# Multichannel measurements



## tols1 (Oct 9, 2009)

I've been using REW v.5 for some time now, and admire the work done by JohnM to supply this powerful software. Great job. :clap: I've also spent quite a few hours in the HT the last couple of weeks to calibrate the system, as I found that YPAO does not provide the best possible calibration. After tweaking the PEQ in the AVR based on measurements and EQ-simulations in REW, fine tuning the levels etc, the system now sounds A LOT BETTER than before. 

Now, my question is about multichannel measurements, measuring one speaker at a time. I've searched the forum and found no obvious solution. 

My AVR is an Yamaha RX-V767 with multichannel line level inputs. But when selecting the multichannel input all DSP-circuits are bypassed, meaning I can measure the response form all speakers one at a time, simulate EQ-ing etc, but I'm unable to measure the result of the new EQ settings. 

I'm currently using a Dayton EMM-6 measurement microphone connected to M-Audio Fasttrack with direct monitor enabled and line out connected to line in on a Behringer UCA202. The UCA202 is supplied with S/PDIF optical output. The reason for this multi-box-wire-spaghetti-arrangement is that I some times want to use the loopback feature, and the M-Audio doesn't support this. 

So, is there any software og drivers avaliable thet provide some kind og channel-matrix configrations? Will the new ASIO-feature in REW 5.10 in any way help support 5(7).1 measurements?

Link to my latest measurments here http://translate.google.com/translate?sl=auto&tl=en&js=n&prev=_t&hl=en&ie=UTF-8&layout=2&eotf=1&u=http%3A%2F%2Favforum.no%2Fforum%2Fshowthread.php%3Fp%3D1810995%23post1810080&act=url. Originally in norwegian so the translation may not be very accurate.


----------



## nogauss (Nov 7, 2011)

If you have a HDMI output on your computer you can use ASIO-feature in 5.01 beta to select one channel at a time.

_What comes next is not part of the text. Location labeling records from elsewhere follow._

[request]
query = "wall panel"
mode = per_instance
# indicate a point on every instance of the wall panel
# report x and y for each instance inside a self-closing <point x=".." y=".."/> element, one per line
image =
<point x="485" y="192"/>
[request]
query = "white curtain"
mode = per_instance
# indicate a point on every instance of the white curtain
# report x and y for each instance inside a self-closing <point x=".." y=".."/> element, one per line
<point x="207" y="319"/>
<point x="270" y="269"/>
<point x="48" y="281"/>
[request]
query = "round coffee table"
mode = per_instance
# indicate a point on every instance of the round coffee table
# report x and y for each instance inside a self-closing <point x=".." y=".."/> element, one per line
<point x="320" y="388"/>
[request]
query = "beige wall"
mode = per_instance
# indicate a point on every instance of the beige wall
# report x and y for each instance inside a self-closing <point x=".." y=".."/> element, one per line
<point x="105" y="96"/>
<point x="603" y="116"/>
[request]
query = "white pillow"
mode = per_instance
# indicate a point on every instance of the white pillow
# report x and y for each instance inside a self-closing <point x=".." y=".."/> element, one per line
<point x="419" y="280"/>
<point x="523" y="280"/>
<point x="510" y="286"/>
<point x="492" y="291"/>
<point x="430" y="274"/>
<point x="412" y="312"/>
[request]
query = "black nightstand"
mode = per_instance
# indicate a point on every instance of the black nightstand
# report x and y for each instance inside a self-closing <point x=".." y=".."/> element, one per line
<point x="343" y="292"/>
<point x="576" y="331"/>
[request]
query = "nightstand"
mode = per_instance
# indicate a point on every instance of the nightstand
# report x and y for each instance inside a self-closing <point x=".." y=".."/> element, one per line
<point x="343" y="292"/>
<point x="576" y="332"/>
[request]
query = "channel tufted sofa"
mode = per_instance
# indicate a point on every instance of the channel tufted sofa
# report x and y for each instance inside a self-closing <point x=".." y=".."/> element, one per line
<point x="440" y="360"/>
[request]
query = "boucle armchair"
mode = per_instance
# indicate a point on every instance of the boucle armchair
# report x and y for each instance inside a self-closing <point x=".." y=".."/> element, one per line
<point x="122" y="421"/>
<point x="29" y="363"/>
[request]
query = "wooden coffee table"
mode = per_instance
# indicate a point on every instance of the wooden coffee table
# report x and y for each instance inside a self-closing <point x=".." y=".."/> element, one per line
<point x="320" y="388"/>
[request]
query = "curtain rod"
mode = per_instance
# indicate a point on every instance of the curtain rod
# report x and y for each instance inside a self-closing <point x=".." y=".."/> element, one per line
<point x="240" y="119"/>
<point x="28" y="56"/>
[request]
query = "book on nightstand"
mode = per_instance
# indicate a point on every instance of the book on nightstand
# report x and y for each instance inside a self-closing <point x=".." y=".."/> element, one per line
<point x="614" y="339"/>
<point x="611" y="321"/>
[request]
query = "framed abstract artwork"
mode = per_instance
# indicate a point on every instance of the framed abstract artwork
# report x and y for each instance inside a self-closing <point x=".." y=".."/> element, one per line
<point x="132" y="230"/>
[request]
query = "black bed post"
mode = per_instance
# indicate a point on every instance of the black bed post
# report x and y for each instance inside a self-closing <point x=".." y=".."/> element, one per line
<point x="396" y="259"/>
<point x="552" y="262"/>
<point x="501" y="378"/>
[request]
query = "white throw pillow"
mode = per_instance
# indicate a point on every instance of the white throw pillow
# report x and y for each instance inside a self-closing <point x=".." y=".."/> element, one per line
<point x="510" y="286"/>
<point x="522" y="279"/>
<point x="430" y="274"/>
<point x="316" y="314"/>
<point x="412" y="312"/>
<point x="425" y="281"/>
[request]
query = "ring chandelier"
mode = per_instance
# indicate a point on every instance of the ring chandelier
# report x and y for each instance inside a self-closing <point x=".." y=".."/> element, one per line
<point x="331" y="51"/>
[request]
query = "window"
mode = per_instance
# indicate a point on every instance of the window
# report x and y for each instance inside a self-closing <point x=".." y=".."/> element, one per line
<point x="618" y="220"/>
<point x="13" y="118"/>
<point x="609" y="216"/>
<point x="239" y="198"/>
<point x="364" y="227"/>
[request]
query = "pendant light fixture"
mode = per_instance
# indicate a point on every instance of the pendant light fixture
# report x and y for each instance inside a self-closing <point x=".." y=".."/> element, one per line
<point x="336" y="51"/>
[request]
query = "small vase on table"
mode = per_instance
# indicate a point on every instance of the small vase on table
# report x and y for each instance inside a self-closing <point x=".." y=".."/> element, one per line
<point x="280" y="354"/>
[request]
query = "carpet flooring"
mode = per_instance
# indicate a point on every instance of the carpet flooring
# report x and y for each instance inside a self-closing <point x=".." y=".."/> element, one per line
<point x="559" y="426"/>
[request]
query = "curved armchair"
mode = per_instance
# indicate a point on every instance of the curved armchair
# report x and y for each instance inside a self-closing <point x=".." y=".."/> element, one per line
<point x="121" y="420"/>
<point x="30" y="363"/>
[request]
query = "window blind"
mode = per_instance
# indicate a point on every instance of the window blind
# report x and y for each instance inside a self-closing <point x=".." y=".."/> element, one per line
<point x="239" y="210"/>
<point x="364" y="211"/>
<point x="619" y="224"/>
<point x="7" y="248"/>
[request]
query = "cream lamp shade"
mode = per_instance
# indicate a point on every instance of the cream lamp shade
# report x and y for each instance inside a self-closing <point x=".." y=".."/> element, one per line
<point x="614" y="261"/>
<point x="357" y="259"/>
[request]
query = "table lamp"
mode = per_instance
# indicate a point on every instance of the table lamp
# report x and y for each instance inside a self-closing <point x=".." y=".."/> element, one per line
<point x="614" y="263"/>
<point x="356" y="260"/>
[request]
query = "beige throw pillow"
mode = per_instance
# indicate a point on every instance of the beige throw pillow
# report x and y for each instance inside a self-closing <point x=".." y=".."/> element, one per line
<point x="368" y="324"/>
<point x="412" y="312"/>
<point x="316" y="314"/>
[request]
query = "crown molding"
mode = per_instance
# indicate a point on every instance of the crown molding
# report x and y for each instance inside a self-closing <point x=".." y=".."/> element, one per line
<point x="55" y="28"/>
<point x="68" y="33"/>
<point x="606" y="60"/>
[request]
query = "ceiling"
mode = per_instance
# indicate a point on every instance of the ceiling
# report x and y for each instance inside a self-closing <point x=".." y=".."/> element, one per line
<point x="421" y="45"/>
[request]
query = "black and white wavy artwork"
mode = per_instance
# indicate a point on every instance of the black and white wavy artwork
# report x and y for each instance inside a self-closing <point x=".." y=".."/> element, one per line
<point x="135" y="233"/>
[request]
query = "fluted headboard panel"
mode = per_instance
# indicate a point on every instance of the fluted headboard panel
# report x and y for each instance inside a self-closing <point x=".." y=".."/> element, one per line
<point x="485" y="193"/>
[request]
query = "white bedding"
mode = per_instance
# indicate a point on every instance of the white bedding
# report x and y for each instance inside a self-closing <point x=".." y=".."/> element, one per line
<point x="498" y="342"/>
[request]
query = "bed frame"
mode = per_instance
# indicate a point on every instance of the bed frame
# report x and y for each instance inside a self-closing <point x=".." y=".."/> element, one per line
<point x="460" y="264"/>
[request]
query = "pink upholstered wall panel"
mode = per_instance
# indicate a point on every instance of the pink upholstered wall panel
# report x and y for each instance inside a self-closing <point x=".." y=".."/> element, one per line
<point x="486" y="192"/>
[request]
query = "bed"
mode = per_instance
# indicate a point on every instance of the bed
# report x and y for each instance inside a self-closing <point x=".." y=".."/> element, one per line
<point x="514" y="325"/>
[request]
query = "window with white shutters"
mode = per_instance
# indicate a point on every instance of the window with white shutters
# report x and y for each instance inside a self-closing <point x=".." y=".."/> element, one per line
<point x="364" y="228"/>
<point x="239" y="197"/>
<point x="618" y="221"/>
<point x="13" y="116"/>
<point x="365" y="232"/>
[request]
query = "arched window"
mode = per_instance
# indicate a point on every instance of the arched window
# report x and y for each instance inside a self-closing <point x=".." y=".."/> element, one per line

Have a look at this thread. http://www.hometheatershack.com/for...ny-way-generate-sound-center-surrounds-3.html


----------



## tols1 (Oct 9, 2009)

Thank you for your reply and link. So the issue have been discussed earlier... 

Unfortunatly I don't have HDMI on my laptop, but this gives m an opportunity to get a new one :dumbcrazy: Well, ideally I'd rather find a solution for my current PC, if at all possible.

EDIT: will something like this do the trick? http://www.overclockersclub.com/reviews/diamond_extreme_external/


----------



## Phillips (Aug 12, 2011)

tols1 said:


> I've been using REW v.5 for some time now, and admire the work done by JohnM to supply this powerful software. Great job. :clap: I've also spent quite a few hours in the HT the last couple of weeks to calibrate the system, as I found that YPAO does not provide the best possible calibration. After tweaking the PEQ in the AVR based on measurements and EQ-simulations in REW, fine tuning the levels etc, the system now sounds A LOT BETTER than before.
> 
> Now, my question is about multichannel measurements, measuring one speaker at a time. I've searched the forum and found no obvious solution.
> 
> ...



Is there nothing in the menu on the 767, i have the Z9 and can change most of this via the menu very fast.
Has the 767 got 5 or 7 or 9 channel stereo use that and then use the menu.
For example for me to measure the rears i turn speaker A off, turn the centre off in the menu and then measure. If there is a pair the most you have to do is unplug a speaker.
Does the 767 have a PEQ manual, the Z9 only has a manual Graphic EQ? 
I agree the YPAO Auto PEQ doesn't do a good job, although it does a great job on the rest.


----------



## tols1 (Oct 9, 2009)

Yes, the 767 have 7 band PEQ per channel. A really nice feature.

But using 7-channel stereo and turning off the other speakersis a good idea, thanks  I'll check this option and report back.

I'm not very satisfied with YPAO except for distance setup. After running YPAO I had to manually calibrate the level for each channel. YPAO set the surround level too high and center level way to low.


----------



## angpoa (Apr 11, 2011)

nogauss said:


> If you have a HDMI output on your computer you can use ASIO-feature in 5.01 beta to select one channel at a time.
> 
> Have a look at this thread. http://www.hometheatershack.com/for...ny-way-generate-sound-center-surrounds-3.html


What about Digital Coaxial output? Can I do the same thing with a soundcard that has coax out (such as Tascam US144 MkII)?


----------